FIG. 1 is a perspective view of an in-line fuel injection pump partially cut away to show the unit pump mounted within a mounting bore formed in the fuel injection pump housing in accordance with the present invention. FIG. 2 is an enlarged partial cross-sectional view of the fuel injection bong taken along line 2--2 of FIG. 1 to show the injection barrel and O-ring seal mounted within the mounting bore of the pump housing in accordance with the present invention. FIG. 3 is an enlarged partial cross-sectional view showing details of the mounting bore with the injection barrel removed. 10...Fuel injection pump, 12...Housing, 1
4... Mounting bore, 16... Camshaft, 17...
·cam. 18...Unit pump, 20...Injection barrel, 2
2... Pump piston, 24... Outlet valve assembly, 2
6...Pump to, 28...Compression spring, 30.
・・Camno A lower, 31・・Head flange, 32・
...Axial bore, 33...Threaded hole, 34...Stud bolt, 30...Nut, 38...Fuel chamber, 4
0...Control port. 42...Raguru sleeve, 44...Snow lug ring. 45...Relief boat, 46...Central bore, 47
... f core arm, 48 ... relief groove, 5
0... Upper annular sheet, 52... Lower annular sheet, 54.56... Annular seal, 66.69... Inclined surface, 70a,, 701)... Shim special: ff Applicant Amhatsk. Industries Incorporated Agent Attorney Soku Akira Ishi Takeshi F/G, 2 (Method/Volunteer) Procedural Amendment 1, Indication of Case 1982 Special V [Application No. 28398 2]

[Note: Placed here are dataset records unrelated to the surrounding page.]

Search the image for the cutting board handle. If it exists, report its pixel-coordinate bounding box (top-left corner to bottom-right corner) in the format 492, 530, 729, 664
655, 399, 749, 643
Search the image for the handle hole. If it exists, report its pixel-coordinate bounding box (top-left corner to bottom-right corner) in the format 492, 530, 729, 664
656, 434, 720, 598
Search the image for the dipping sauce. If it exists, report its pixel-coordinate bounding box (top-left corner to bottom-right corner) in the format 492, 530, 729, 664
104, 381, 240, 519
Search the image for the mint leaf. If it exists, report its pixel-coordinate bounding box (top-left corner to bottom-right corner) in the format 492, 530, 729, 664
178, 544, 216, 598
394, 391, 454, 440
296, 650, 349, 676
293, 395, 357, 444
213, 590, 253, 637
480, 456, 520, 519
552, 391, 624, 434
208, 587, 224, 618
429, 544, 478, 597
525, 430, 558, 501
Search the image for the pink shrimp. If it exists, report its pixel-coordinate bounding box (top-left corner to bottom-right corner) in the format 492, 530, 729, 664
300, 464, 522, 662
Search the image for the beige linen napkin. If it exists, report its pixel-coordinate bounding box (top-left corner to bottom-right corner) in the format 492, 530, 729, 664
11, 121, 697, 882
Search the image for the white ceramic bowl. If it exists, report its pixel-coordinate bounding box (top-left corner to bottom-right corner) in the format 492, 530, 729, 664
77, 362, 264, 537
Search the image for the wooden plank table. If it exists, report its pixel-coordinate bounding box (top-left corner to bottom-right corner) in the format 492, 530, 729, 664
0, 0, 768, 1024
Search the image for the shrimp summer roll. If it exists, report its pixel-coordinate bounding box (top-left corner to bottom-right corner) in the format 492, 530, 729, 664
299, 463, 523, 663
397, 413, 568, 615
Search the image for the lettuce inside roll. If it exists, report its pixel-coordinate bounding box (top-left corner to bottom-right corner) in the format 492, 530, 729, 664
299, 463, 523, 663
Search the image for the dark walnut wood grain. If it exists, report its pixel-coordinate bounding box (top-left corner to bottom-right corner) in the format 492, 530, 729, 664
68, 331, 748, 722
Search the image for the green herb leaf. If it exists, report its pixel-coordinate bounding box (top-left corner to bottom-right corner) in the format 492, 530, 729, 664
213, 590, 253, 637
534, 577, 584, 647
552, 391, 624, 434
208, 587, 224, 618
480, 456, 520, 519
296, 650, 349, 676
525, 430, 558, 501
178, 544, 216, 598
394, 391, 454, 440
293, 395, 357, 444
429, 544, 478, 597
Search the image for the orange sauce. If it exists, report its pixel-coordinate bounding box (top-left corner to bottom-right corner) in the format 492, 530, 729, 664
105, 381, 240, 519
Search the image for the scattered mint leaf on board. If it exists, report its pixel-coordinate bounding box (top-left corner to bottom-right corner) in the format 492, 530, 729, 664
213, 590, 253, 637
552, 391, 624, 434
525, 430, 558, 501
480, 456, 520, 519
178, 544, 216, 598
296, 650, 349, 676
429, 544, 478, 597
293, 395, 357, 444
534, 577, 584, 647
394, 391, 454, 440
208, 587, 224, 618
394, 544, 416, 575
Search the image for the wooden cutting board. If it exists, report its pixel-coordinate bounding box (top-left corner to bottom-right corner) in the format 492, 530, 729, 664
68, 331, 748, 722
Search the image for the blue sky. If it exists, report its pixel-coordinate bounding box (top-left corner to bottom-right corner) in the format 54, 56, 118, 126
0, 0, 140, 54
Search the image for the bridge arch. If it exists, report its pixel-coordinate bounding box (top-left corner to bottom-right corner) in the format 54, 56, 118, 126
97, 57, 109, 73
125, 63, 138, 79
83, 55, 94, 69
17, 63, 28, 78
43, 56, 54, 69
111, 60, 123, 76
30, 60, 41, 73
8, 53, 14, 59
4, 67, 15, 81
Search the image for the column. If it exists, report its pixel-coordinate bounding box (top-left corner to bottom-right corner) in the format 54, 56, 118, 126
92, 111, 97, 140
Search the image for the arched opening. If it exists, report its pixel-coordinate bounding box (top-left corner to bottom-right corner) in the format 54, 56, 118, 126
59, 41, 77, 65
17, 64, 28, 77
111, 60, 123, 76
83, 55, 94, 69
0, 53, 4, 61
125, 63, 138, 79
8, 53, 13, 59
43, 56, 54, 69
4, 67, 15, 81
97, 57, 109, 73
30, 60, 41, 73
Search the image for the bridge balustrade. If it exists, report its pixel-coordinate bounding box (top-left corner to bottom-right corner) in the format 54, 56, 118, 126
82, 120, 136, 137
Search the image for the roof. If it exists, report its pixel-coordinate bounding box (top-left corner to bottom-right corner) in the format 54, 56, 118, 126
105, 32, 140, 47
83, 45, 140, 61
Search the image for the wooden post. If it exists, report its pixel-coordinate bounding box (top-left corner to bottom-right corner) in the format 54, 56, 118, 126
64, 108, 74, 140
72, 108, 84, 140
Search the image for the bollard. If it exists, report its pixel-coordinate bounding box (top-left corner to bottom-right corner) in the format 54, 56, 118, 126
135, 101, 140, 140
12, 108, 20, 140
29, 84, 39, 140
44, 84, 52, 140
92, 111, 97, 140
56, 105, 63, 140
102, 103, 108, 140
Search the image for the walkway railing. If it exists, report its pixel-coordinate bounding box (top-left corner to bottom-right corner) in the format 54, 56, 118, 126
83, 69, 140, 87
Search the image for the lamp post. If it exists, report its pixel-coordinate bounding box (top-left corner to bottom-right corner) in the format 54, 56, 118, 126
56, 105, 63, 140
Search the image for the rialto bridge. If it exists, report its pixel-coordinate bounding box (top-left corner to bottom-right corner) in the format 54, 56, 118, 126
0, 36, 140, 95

, 'R Ming's Name: Injection Barrel of Fuel Injection Pump Injection Barrel Viewing 3, Amendments to Famous Fl, etc. Patent Applicant Address: Amerino J 5200 Auto Club Drive, Dearborn, Michigan, United States Name: Ambac・Industries Inn 21-
Boreitetsudo 4, Sokujin Residence 3rd floor, Kayabacho Nagaoka Building, 5M19 Shinkawa 1-chome, Chuo-ku, Tokyo 104 Tel: 551-41716 Subject of amendment Drawing 7, Contents of amendment As attached (There are no changes to the content) 44

Claims (1)

[Claims] A fuel injection pump for an internal combustion engine, the fuel injection pump comprising: a pump housing having at least one mounting bore extending inward from a surface; and an injection barrel disposed at a mounting position within each mounting bore. and an injection barrel accommodating a pump piston at one end and a valve arrangement at the other end, each injection barrel having at least one annular seam 1- formed on its outer periphery and within the annular seat. an annular seal disposed in an uncompressed state, the annular seal projecting radially outward beyond the outer periphery of the injection barrel at a position axially proximate to the annular seat; J3, the annular seal is configured to be compressed by radially engaging a wall of the mounting bore when the injection barrel is in the mounting position within the mounting bore; In the injection barrel mounting structure of the invention, the mounting bore has an inclined surface tapered to a diameter small enough to engage the annular seal when the injection barrel is in the mounting position. Ori,
The diameter of the mounting bore between the surface of the pump housing and the ramp is greater than the diameter of the annular seal when in an uncompressed state, thereby allowing the injection barrel to move into or out of the mounting position. An injection barrel configured to avoid scraping of the annular seal when displaced axially from position! ! 'Wearing structure.